De tal palo tal astilla (English translation: A Chip Off the Old Block) is a 1960 Mexican western comedy film directed by Miguel M. Delgado, produced by Jesús Galindo, and released by Filmadora Chapultepec. It stars Luis Aguilar, Eulalio González, Flor Silvestre, and Marina Camacho in the main roles.

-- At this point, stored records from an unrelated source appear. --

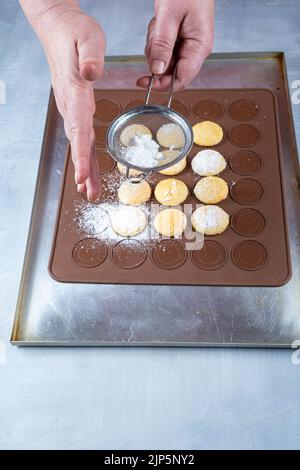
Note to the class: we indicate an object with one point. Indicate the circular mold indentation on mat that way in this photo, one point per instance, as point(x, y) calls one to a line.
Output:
point(100, 136)
point(212, 256)
point(243, 109)
point(89, 252)
point(208, 109)
point(91, 221)
point(169, 254)
point(249, 255)
point(107, 110)
point(245, 163)
point(129, 254)
point(244, 135)
point(180, 107)
point(248, 222)
point(105, 162)
point(246, 191)
point(135, 104)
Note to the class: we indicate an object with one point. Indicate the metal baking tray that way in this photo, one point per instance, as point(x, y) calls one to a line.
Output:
point(50, 313)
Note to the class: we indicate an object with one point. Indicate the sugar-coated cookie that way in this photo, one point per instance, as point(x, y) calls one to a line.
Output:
point(171, 192)
point(173, 169)
point(208, 163)
point(211, 190)
point(170, 222)
point(134, 194)
point(128, 221)
point(131, 131)
point(207, 133)
point(170, 136)
point(132, 172)
point(210, 220)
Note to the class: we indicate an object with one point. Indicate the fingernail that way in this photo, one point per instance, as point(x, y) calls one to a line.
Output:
point(157, 66)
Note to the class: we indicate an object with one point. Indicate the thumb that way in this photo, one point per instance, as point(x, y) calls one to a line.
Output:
point(161, 41)
point(91, 53)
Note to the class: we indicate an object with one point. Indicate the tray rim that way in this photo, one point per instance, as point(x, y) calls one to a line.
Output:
point(254, 55)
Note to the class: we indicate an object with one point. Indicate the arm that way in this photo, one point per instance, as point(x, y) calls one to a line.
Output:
point(181, 32)
point(75, 46)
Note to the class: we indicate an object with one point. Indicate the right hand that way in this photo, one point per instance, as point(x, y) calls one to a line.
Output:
point(75, 47)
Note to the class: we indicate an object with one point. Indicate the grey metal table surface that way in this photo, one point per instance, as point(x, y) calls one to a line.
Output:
point(129, 398)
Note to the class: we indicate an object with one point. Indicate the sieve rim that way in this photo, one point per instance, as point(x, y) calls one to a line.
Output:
point(151, 109)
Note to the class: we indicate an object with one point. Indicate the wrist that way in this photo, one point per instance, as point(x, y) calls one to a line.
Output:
point(43, 15)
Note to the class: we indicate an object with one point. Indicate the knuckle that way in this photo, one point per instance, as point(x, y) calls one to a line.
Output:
point(162, 43)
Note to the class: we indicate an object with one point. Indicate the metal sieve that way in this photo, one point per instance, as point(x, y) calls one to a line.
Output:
point(153, 117)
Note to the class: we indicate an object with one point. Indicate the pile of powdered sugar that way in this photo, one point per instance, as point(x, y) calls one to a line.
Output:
point(94, 220)
point(142, 151)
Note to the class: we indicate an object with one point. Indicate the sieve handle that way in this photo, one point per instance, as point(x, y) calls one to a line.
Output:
point(149, 89)
point(170, 92)
point(137, 179)
point(172, 87)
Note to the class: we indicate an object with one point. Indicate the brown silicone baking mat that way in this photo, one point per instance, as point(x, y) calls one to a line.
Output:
point(253, 251)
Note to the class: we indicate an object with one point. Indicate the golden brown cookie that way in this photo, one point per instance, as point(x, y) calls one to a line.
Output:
point(122, 169)
point(171, 192)
point(210, 220)
point(170, 136)
point(134, 194)
point(131, 131)
point(208, 163)
point(177, 167)
point(170, 222)
point(128, 221)
point(207, 133)
point(211, 190)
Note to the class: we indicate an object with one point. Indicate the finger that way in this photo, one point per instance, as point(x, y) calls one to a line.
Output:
point(91, 51)
point(81, 188)
point(162, 39)
point(93, 183)
point(160, 84)
point(80, 129)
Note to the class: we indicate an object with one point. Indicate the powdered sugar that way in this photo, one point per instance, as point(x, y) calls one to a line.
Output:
point(94, 220)
point(142, 151)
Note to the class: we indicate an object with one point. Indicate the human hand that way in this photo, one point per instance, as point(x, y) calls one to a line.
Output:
point(75, 46)
point(181, 32)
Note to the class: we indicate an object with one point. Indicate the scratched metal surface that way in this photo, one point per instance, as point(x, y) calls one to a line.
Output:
point(52, 313)
point(106, 398)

The film's story was written by José María Fernández Unsáin, based on an original idea from Eulalio González, one of the film's actors. Alfredo Varela, Jr. and Miguel M. Delgado wrote the adapted and technical screenplays, respectively.

Cast
Luis Aguilar as Miguel Marmolejo
Eulalio González as Gumaro Malacara (as Lalo Gonzalez 'Piporro')
Flor Silvestre as Elena
Marina Camacho as Rosa
León Barroso as Sóstenes Morales
José Jasso as Cantinero
Roberto Meyer as Juez de Registro Civil
Armando Gutiérrez as Notario
José Chávez as Chalío (credited as Jose T. Chavez)
Francisco Meneses		
Carlos Guarneros as Mensajero de Chalío
Aurelio Salinas		
Lupe Carriles as Doña Eulalia

Production
Principal photography began on June 1, 1959, in Estudios Churubusco.

Release
De tal palo tal astilla premiered at the Orfeón theater in Mexico City on October 20, 1960 during one week.